Published: March 20, 2015

Happiness is just four Oreos, a bowl of mac-n-cheese and a cheeseburger away.

Many people find different ways to enjoy what they eat, either by having an emotional connection to it, or by the feelings they get from it, psychologist Jeffrey Schlaeger said.

“I think what you eat does have a psychological connection, to be food you remember from a happier time, or an event from your life or sometimes just to try to get yourself in a better place,” Schlaeger said.

According to Josh Clark from, males and females tend to have different comfort food preferences based on their gender. From a 2005 survey of 277 men and women, Cornell University found that females tend to seek comfort in sweet and sugary foods like ice cream, while males prefer savory comfort foods like steak and soup.
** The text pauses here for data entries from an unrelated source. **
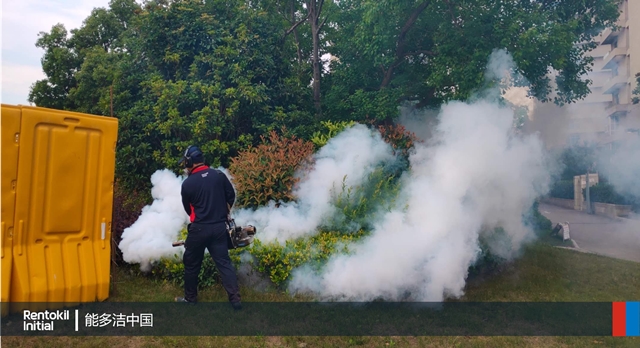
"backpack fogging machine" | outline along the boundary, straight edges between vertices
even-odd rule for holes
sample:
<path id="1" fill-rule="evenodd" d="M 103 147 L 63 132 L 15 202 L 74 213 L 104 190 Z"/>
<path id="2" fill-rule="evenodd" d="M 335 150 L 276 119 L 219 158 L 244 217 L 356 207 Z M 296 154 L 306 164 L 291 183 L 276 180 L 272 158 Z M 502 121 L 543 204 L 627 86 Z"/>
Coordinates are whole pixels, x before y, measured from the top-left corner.
<path id="1" fill-rule="evenodd" d="M 227 238 L 227 246 L 230 250 L 249 246 L 258 231 L 256 227 L 252 225 L 244 227 L 236 225 L 236 221 L 231 218 L 231 207 L 229 207 L 229 218 L 227 219 L 226 226 L 229 236 L 229 238 Z M 174 247 L 184 245 L 184 241 L 173 242 L 172 245 Z"/>
<path id="2" fill-rule="evenodd" d="M 253 242 L 257 230 L 255 226 L 247 225 L 244 227 L 236 226 L 236 222 L 230 219 L 227 222 L 227 231 L 229 233 L 228 246 L 229 249 L 238 249 L 249 246 Z"/>

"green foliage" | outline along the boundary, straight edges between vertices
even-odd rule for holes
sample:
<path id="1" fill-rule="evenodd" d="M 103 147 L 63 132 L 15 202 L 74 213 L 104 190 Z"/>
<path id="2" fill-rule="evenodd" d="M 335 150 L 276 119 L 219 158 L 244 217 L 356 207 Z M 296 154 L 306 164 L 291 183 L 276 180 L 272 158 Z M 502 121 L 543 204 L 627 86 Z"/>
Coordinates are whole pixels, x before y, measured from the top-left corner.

The study also found that men tend to use comfort foods as a reward, while women often feel guilty after indulging.

Schlaeger said that there could be a tie between what the different sexes classify as comfort food, and why these results show up.

“There could be a connection of when girls are younger, (because) they get treats,” Schlaeger said. “Maybe guys did it in a different way; maybe it was a burger or that kind of thing. Guys are hungry, and want to be rewarded. We are meat and potatoes guys.”

Schlaeger feels like boredom also plays a part in eating habits.

“Unfortunately it’s a cycle; we eat, partly because we just need something to do, but partly just to feel better,” Schlaeger said.  “When you do that, like when you start eating salty foods, all they do is make you want to eat more. Lay’s used to have the slogan of ‘No one can eat just one’. That’s all salty foods; not just Lay’s.”

According to Schlaeger, the changing seasons also affects eating habits that people have, which result in comfort eating.

“The Seasonal Effective Disorder is real,” Schlaeger said. “Lack of lighting, shorter days, less activity. I think sports are great, because no matter what you’re still forced to keep that consistent routine, which helps, but if you’re not committed to a routine where someone’s telling you what to do, it’s easy to let the days slip away.”

World History teacher Kenneth Whitney said that ice cream is his comfort food to help cure the winter blues.

“It’s cold and dark out (in the winter),” Whitney said. “Everytime it gets cold or we start having snow or a cold rainy night, I want to make a big pot of chili. Skyline Chili, and I’ll eat like five plates of it, then your stomach is full and you lay there. It makes you feel good.”

Schlaeger feels like people also tend to feel regret once they eat too much of a certain food.

“You feel good when you’re eating it,” Schlaeger said. “Then when you’re done, there’s some regret and guilt afterwards.”